In some cases, the status quo worked out. Houston GM Daryl Morey stuck with Kevin McHale after a first round playoff ouster, and now the Rockets are one of the top three teams in the West and a top-five team in the league, despite huge injury problems. Morey and the Rockets valued stability over higher upside from a more innovative coach and it paid off.
It hasn't exactly worked out that way in D.C. Randy Wittman has taken the Wizards to places the team hasn't been in nearly a decade, which certainly acts against any grand shakeup plans. Ask the Warriors' management team, who faced a whole lot of heat for replacing Mark Jackson after he led the most successful run in decades. Steve Kerr's incredible success has quieted the criticism to less than a murmur, but if the Warriors weren't blowing the doors off the league, you'd be hearing a whole lot about Jackson and Golden State's rash decision-making.

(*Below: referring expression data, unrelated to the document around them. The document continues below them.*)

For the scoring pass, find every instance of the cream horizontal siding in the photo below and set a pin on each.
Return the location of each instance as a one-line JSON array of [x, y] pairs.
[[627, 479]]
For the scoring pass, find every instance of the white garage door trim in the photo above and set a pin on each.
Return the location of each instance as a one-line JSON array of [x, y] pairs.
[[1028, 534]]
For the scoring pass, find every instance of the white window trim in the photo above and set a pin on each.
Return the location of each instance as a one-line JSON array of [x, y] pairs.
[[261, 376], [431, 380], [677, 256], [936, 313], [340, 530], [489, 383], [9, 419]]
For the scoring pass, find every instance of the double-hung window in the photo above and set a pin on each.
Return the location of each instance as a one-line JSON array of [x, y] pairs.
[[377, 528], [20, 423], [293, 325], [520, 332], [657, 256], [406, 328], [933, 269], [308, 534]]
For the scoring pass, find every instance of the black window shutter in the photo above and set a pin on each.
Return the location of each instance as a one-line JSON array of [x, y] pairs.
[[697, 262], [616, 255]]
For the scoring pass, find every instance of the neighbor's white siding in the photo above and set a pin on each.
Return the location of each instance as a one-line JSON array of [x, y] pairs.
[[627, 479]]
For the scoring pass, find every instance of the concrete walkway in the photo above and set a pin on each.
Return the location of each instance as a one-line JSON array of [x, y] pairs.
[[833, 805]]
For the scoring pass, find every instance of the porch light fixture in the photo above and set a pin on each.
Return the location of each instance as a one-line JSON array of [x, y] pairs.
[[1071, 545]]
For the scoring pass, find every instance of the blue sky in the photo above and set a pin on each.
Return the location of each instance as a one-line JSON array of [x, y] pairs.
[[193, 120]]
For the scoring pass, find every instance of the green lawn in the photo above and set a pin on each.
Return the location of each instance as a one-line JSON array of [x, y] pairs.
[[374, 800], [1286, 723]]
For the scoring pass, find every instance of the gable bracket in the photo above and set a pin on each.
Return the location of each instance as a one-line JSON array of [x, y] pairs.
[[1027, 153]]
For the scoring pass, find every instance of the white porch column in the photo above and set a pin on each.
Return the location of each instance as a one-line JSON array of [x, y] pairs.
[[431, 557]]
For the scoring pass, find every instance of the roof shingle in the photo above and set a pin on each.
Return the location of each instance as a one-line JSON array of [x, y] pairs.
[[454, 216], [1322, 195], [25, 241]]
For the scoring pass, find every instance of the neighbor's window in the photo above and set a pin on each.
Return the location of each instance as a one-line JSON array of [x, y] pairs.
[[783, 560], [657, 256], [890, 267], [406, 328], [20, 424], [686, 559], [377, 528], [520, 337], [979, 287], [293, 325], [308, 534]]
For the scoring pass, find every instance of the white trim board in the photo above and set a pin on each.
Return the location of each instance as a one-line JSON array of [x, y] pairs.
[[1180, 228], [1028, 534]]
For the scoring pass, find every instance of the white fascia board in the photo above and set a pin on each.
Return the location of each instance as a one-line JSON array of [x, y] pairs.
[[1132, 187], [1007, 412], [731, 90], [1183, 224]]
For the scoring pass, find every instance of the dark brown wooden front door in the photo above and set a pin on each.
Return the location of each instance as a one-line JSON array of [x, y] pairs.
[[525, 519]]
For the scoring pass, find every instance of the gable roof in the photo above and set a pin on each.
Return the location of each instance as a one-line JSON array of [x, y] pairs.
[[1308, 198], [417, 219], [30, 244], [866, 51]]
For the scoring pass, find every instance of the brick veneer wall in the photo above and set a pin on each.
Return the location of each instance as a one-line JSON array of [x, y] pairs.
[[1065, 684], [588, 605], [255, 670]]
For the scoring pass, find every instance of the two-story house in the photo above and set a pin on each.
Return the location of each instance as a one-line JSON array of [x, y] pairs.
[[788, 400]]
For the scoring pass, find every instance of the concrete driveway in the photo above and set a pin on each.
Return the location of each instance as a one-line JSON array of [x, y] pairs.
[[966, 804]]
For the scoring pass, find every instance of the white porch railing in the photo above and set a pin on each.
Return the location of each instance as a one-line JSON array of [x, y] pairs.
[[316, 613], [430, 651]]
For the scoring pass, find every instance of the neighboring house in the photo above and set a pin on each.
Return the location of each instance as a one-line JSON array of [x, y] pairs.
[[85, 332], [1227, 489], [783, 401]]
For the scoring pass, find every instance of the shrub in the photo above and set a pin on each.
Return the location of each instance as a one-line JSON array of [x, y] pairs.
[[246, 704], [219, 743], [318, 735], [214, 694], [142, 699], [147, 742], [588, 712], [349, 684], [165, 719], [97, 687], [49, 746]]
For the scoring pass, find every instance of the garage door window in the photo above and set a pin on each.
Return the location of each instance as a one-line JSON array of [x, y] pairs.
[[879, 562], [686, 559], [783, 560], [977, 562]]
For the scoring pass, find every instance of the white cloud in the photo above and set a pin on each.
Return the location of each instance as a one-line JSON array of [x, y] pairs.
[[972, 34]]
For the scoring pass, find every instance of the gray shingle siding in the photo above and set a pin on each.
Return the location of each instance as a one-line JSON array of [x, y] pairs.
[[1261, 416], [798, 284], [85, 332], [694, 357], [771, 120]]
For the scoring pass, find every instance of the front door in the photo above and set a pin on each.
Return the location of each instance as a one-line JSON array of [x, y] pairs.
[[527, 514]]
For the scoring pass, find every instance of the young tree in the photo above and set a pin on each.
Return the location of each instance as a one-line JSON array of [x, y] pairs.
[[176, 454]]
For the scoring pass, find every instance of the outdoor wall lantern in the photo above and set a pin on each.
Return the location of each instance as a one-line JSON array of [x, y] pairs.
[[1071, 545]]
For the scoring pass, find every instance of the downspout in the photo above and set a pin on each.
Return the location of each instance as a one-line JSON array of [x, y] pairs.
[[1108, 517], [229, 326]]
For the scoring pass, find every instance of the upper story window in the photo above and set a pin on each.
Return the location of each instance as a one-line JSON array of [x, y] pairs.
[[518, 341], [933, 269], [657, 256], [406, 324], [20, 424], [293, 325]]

That said, the Wittman calculus is a little different. No one actually seems to think Wittman is a great coach. His career-record as an NBA head coach is .390. He's had one winning season out of five full campaigns, with his second in six on the way. He did win a playoff series last season, a rarity for the Wizards. But the overall reviews on Wittman as a tactician, as a motivator, as a teacher are iffy. What exactly does he bring to the table? What is stability worth if said stability is mediocre?
Perhaps it's unfair to pin the Wizards' state -- completely middling -- on Wittman. General manager Ernie Grunfeld, one of the longest-tenured personnel bosses in the NBA, hasn't exactly availed himself well. The team's wing rotation is shallow and the Wizards are a mess whenever Bradley Beal or the aging Paul Pierce miss time, which is often. Washington is also featuring heavy doses of Ramon Sessions and Drew Gooden.
A contrarian might note that the Wizards are better than last season and are in comfortable playoff position. But with John Wall having a near All-NBA season, Beal looking great when healthy and a frontcourt battery featuring Marcin Gortat and Nene, you'd hope for more in the weak, shallow East. There's a case to be made that despite heading toward the No. 5 seed, the Wizards have been the third-most disappointing team in the conference (behind the Hornets and Knicks). That's largely on Wittman.
What it ends with is a wasted season, since Washington won't get out of the second round in the event they even make it that far. They'll fall short of expectations and again be forced to consider whether to embrace stability or pull the trigger on a change.
We all grouse that few coaches get time to blossom these days, that the turnover is way too high, that management is too rash. The Wizards present the argument for rashness. We just know when some coaches don't belong and there's no reason to delay the inevitable. That's something the Wizards should have considered last summer.